The "wrapper" unafold does not allow to change the energy tables.

Notes

None.

References

  1. The "classic" article on the suboptimal algorithm :
    M. Zuker
    On Finding All Suboptimal Foldings of an RNA Molecule. Science 244, 48-52 (1989)
  2. The reference for the MFOLD software :
    M. Zuker, D.H. Mathews & D.H. Turner
    Algorithms and Thermodynamics for RNA Secondary Structure Prediction: A Practical Guide in RNA Biochemistry and Biotechnology, J. Barciszewski & B.F.C. Clark, eds., NATO ASI Series, Kluwer Academic Publishers, (1999)
  3. The reference for the UNAFOLD software :
    N.R. Markham & M. Zuker
    UNAFold: Software for Nucleic Acid Folding and Hybridization. Methods Mol Biol. 453:3-31, 2008.
  4. The version 2.3 free energy rules for folding RNA :
    A.E. Walter, D.H. Turner, J. Kim, M.H. Lyttle, P. Müller, D.H. Mathews & M. Zuker
    Coaxial stacking of helixes enhances binding of oligoribonucleotides and improves predictions of RNA folding. Proc. Natl. Acad. Sci. USA 91, 9218-9222 (1994)
  5. The version 3.1 free energy rules for folding RNA :
    D.H. Mathews, J. Sabina, M. Zuker & D.H. Turner
    Expanded Sequence Dependence of Thermodynamic Parameters Provides Robust Prediction of RNA Secondary Structure J. Mol. Biol. 288:911-940 (1999)
  6. The free energy rules for folding DNA :
    J.Jr SantaLucia
    "A unified view of polymer, dumbbell, and oligonucleotide DNA nearest-neighbor thermodynamics." Proc. Natl. Acad. Sci.

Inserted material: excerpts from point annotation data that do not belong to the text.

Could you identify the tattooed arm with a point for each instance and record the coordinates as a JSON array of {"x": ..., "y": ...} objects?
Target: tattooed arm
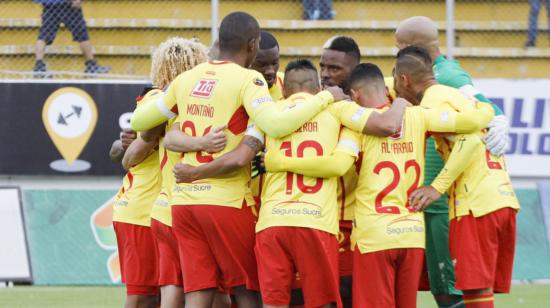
[{"x": 240, "y": 157}]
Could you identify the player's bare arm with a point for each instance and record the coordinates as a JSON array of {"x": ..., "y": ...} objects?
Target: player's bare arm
[
  {"x": 389, "y": 122},
  {"x": 127, "y": 136},
  {"x": 177, "y": 141},
  {"x": 459, "y": 159},
  {"x": 117, "y": 152},
  {"x": 240, "y": 157},
  {"x": 140, "y": 148}
]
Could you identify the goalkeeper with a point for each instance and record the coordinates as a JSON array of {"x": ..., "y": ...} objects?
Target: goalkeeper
[{"x": 422, "y": 32}]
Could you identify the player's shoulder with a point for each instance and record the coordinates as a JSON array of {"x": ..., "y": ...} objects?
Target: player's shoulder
[
  {"x": 445, "y": 96},
  {"x": 280, "y": 77},
  {"x": 450, "y": 73}
]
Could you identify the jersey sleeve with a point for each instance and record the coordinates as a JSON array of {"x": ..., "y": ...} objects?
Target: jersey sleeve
[
  {"x": 352, "y": 115},
  {"x": 458, "y": 160},
  {"x": 253, "y": 131},
  {"x": 155, "y": 109},
  {"x": 349, "y": 142},
  {"x": 269, "y": 118}
]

USA 95, 1460-1465 (1998)
  7. Annotation of base pair prediction reliability for MFOLD :
    M. Zker & A.B. Jacobson
    Using reliability information to annotate RNA secondary structures. RNA, 4:669-679, 1998.
  8. Annotation of base pair probabilities for partition function calculation mode :
    D.H. Matthews
    Using an RNA secondary structure partition function to determine confidence in base pairs predicted by free energy minimizatin. RNA, 10:1174-1177, 2004.

Warnings

UNAFOLD cannot find secondary structures that contain "pseudo-knots" (see Algorithm section for definition of pseudo-knots).

Diagnostic Error Messages

If no stable foldings are found the program issues the following message :

      No foldings were found  

If you add -annotation=ann or -annotation=ss-count to the command line, while the program is running in energy minimization mode, it issues the following warning :

      annotation reset to 'none' ! If only one folding is computed,
            counting alternative base pairings is pointless.

Exit status

It always exits with status 0.

Known bugs

The title in the "energy dotplot"/"basepair probability plot" contains a rogue character before the "°C".

See also

Program nameDescription
cmsearchrfam Scans nucleic acids for RNA genes and conserved motifs using Rfam
einverted Finds DNA inverted repeats
hybridize Prediction of hybridization between nucleic acid sequences, with consideration of seconcary structure

Author(s)

The wrapper application unafold was written by Guy Bottu (gbottu@vub.ac.be)
BEN, ULB, Brussels, Belgium

The UNAFOLD suite itself was written by Michael Zuker (zukerm@rpi.edu) and Nicholas Markham (markhn@rpi.edu) at Rensselaer Polytechnic Institute (Troy, New York, USA).

History

unafold is a rewrite and a successor of mfold, the "wrapper" for MFOLD.

Completed 23 October 2008.

Target users

This program is intended to be used by everyone and everything, from naive users to embedded scripts.